During the Los Angeles writers’ strike in 2023, Democratic Rep. Eric Swalwell wanted to reach out to his donors in Hollywood and ask what he could do to help them. But he didn’t have an easy way to find the screenwriters who backed his many campaigns.

So Swalwell and his congressional chief of staff launched an AI technology company that sifts and analyzes campaign fundraising data.

The company has since been used by dozens of political campaigns, including by Sen. Adam Schiff (D-Calif.) and Rep. Jimmy Gomez (D-Los Angeles). Even Swalwell’s current campaign for California governor hired the artificial intelligence company, called Findraiser.

But some details of Swalwell’s private venture remain unclear, including the company’s investors.

Craig Holman, a governmental ethics expert with the nonprofit consumer advocacy organization Public Citizen, said it’s common and legal for candidates to use their own businesses to promote their campaigns or the campaigns of others, as long as all business interactions are charged at market value.

He said Swalwell can talk about his business privately but cannot do so in relation to his role in Congress, to avoid running afoul of ethics rules barring using one’s position for personal monetary gain.

Holman called it “odd and politically unwise” that Swalwell’s business will not publicly disclose all of its investors.

Swalwell, who has represented Northern California in Congress since 2013, is among the top Democrats in the governor’s race, according to a recent poll, but thus far none of the candidates has a breakaway lead.

Findraiser is close to profitability, his onetime chief of staff, current campaign manager and Findraiser CEO Yardena Wolf said in a podcast interview that aired in October.

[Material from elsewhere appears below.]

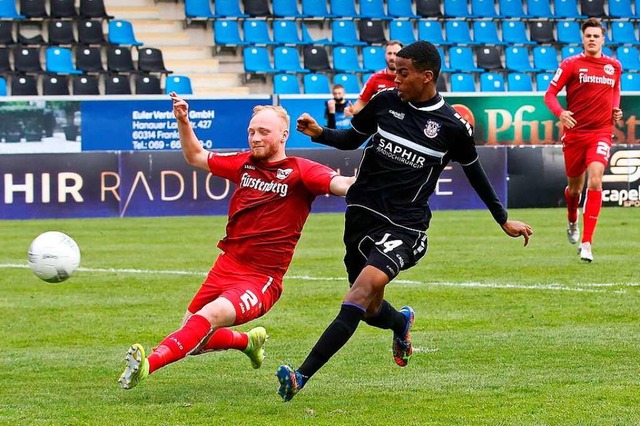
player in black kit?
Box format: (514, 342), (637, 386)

The company received more than $67,400 from congressional campaigns in the 2025-26 cycle, according to filings with the federal government.

Members of Congress are not barred from owning outside companies or accepting a small outside salary, with exceptions. Swalwell makes no income from the company, according to filings he has made with the state of California, though he could benefit if the company was ever sold.

“Findraiser is a platform like hundreds of other tools in the market that helps Democratic campaigns communicate more efficiently,” a Swalwell spokesperson said. “Congressman Swalwell and the Findraiser team consulted the House Committee on Ethics on the conception and implementation of the tool every step of the way.”

Still, it highlights how mixing public service and private business can raise ethics questions.

Wolf told The Times that none of Findraiser’s investors have business before Congress, but she declined to reveal the names of the backers.

The fair market value of Findraiser is between $100,001 and $1 million, according to campaign finance documents filed with the state this month.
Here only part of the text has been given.